University of Massachusetts Amherst, Amherst, MA, United States.
Division of HIV/AIDS Prevention, National Center for HIV/AIDS, Viral Hepatitis, STD, and TB Prevention, Centers for Disease Control and Prevention, Atlanta, GA, United States.
Math Biosci Eng. 2021 Mar 3;18(3):2150-2181. doi: 10.3934/mbe.2021109.
We present the Progression and Transmission of HIV (PATH 4.0), a simulation tool for analyses of cluster detection and intervention strategies. Molecular clusters are groups of HIV infections that are genetically similar, indicating rapid HIV transmission where HIV prevention resources are needed to improve health outcomes and prevent new infections. PATH 4.0 was constructed using a newly developed agent-based evolving network modeling (ABENM) technique and evolving contact network algorithm (ECNA) for generating scale-free networks. ABENM and ECNA were developed to facilitate simulation of transmission networks for low-prevalence diseases, such as HIV, which creates computational challenges for current network simulation techniques. Simulating transmission networks is essential for studying network dynamics, including clusters. We validated PATH 4.0 by comparing simulated projections of HIV diagnoses with estimates from the National HIV Surveillance System (NHSS) for 2010-2017. We also applied a cluster generation algorithm to PATH 4.0 to estimate cluster features, including the distribution of persons with diagnosed HIV infection by cluster status and size and the size distribution of clusters. Simulated features matched well with NHSS estimates, which used molecular methods to detect clusters among HIV nucleotide sequences of persons with HIV diagnosed during 2015-2017. Cluster detection and response is a component of the U.S. Ending the HIV Epidemic strategy. While surveillance is critical for detecting clusters, a model in conjunction with surveillance can allow us to refine cluster detection methods, understand factors associated with cluster growth, and assess interventions to inform effective response strategies. As surveillance data are only available for cases that are diagnosed and reported, a model is a critical tool to understand the true size of clusters and assess key questions, such as the relative contributions of clusters to onward transmissions. We believe PATH 4.0 is the first modeling tool available to assess cluster detection and response at the national-level and could help inform the national strategic plan.

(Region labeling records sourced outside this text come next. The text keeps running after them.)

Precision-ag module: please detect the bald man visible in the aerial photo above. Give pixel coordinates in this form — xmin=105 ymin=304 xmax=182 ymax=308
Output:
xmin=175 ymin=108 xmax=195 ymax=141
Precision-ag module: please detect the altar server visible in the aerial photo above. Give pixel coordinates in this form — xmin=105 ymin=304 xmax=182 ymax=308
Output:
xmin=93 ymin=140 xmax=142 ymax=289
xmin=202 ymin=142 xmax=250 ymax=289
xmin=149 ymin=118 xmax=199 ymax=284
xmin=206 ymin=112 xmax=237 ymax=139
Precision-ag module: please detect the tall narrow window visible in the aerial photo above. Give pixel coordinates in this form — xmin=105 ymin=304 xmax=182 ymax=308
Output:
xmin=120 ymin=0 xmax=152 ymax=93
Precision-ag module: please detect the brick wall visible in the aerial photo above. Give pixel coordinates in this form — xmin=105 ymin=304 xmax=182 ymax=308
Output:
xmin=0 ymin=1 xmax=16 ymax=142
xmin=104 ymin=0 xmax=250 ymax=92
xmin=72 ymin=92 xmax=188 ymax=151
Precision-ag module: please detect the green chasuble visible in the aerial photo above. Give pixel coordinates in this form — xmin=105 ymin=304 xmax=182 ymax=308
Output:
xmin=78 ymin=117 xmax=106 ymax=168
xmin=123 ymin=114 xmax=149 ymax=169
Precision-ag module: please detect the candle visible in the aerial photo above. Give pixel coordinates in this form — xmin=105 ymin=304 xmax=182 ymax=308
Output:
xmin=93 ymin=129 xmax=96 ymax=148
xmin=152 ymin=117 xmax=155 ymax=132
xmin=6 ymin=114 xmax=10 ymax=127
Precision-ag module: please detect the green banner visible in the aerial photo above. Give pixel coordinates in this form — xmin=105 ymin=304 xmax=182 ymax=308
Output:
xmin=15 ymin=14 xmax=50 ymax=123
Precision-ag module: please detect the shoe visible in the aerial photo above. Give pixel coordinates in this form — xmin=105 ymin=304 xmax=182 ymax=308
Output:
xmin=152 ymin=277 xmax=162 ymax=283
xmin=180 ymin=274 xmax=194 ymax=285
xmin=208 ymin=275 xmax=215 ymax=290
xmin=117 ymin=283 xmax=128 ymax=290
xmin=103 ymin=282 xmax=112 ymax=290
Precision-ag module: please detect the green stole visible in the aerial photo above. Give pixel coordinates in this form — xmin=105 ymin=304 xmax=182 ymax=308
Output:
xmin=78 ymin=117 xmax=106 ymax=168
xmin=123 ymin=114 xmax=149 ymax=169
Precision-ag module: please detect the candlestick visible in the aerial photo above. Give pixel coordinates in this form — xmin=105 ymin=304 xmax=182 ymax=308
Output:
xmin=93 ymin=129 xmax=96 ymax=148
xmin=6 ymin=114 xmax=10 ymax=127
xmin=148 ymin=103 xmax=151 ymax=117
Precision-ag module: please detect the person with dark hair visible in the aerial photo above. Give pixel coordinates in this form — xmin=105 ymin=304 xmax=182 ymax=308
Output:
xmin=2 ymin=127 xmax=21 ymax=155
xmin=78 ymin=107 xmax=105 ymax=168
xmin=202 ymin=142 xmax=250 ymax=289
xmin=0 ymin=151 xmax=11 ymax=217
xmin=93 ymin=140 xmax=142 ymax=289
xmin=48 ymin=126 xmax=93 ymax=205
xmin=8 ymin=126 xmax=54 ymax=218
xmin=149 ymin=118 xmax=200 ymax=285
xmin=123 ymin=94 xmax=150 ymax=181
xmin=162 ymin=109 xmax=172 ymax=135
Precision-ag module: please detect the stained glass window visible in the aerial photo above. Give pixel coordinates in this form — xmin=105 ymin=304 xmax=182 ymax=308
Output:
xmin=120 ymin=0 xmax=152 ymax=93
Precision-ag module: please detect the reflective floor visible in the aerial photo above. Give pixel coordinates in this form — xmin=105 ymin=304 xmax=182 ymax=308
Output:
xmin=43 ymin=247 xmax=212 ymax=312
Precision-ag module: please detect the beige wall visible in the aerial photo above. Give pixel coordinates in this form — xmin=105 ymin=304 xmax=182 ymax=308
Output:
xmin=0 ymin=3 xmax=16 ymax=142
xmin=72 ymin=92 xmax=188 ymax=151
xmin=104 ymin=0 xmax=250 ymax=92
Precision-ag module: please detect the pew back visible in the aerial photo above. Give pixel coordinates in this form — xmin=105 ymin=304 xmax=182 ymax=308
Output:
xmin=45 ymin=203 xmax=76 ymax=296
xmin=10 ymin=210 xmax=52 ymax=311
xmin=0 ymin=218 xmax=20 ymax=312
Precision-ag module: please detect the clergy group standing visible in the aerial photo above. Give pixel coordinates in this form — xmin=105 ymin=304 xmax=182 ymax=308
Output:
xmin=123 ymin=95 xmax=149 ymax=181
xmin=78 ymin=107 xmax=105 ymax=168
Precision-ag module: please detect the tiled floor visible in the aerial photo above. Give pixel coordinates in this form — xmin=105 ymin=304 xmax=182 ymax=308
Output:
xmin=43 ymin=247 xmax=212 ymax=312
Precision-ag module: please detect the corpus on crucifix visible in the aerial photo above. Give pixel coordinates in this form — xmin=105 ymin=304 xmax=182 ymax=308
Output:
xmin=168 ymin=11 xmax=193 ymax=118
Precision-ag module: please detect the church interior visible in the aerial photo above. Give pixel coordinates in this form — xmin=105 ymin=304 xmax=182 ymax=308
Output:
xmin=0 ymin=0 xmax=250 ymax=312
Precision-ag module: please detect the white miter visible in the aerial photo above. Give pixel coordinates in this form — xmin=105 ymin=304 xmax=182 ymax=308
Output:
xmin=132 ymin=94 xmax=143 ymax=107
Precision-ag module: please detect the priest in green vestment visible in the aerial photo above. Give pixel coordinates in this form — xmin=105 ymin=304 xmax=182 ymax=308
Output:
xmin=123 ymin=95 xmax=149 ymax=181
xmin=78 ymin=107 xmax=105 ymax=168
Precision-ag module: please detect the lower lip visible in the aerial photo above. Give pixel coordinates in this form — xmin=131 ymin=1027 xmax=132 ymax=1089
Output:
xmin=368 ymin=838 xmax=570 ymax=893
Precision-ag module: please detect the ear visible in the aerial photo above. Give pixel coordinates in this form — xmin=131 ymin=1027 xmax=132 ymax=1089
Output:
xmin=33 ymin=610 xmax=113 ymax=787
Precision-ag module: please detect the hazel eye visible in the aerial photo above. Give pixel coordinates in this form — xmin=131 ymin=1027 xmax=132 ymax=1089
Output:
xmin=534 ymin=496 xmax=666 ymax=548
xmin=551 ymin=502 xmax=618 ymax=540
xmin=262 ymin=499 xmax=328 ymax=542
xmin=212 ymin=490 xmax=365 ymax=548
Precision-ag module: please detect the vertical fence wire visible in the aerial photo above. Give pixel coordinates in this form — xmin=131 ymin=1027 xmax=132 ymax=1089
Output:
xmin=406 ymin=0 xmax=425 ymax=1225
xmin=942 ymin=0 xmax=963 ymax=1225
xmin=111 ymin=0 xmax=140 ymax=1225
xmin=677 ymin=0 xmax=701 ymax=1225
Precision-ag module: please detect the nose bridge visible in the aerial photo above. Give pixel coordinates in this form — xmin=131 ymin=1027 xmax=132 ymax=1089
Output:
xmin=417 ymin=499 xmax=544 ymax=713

我们展示了 HIV 进展和传播(PATH 4.0),这是一种用于分析集群检测和干预策略的模拟工具。分子集群是指遗传上相似的 HIV 感染群体,表明 HIV 预防资源需要得到改善,以提高健康结果并预防新的感染。PATH 4.0 是使用新开发的基于代理的进化网络建模 (ABENM) 技术和进化接触网络算法 (ECNA) 构建的,用于生成无标度网络。ABENM 和 ECNA 是为了促进 HIV 等低流行疾病的传播网络模拟而开发的,这为当前的网络模拟技术带来了计算挑战。模拟传播网络对于研究网络动态(包括集群)至关重要。我们通过将 PATH 4.0 模拟的 HIV 诊断预测与国家 HIV 监测系统(NHSS)2010-2017 年的估计进行比较来验证 PATH 4.0。我们还将集群生成算法应用于 PATH 4.0,以估计集群特征,包括按集群状态和大小以及集群大小分布划分的诊断为 HIV 感染者的分布。模拟特征与 NHSS 估计值非常吻合,NHSS 估计值使用分子方法来检测 2015-2017 年期间诊断为 HIV 的人的 HIV 核苷酸序列中的集群。集群检测和响应是美国终结 HIV 流行策略的一个组成部分。虽然监测对于检测集群至关重要,但模型与监测相结合可以使我们改进集群检测方法,了解与集群增长相关的因素,并评估干预措施,以制定有效的应对策略。由于监测数据仅可用于诊断和报告的病例,因此模型是了解集群真实规模并评估关键问题(例如集群对后续传播的相对贡献)的关键工具。我们相信 PATH 4.0 是第一个可用于评估国家层面集群检测和响应的建模工具,并可以帮助为国家战略计划提供信息。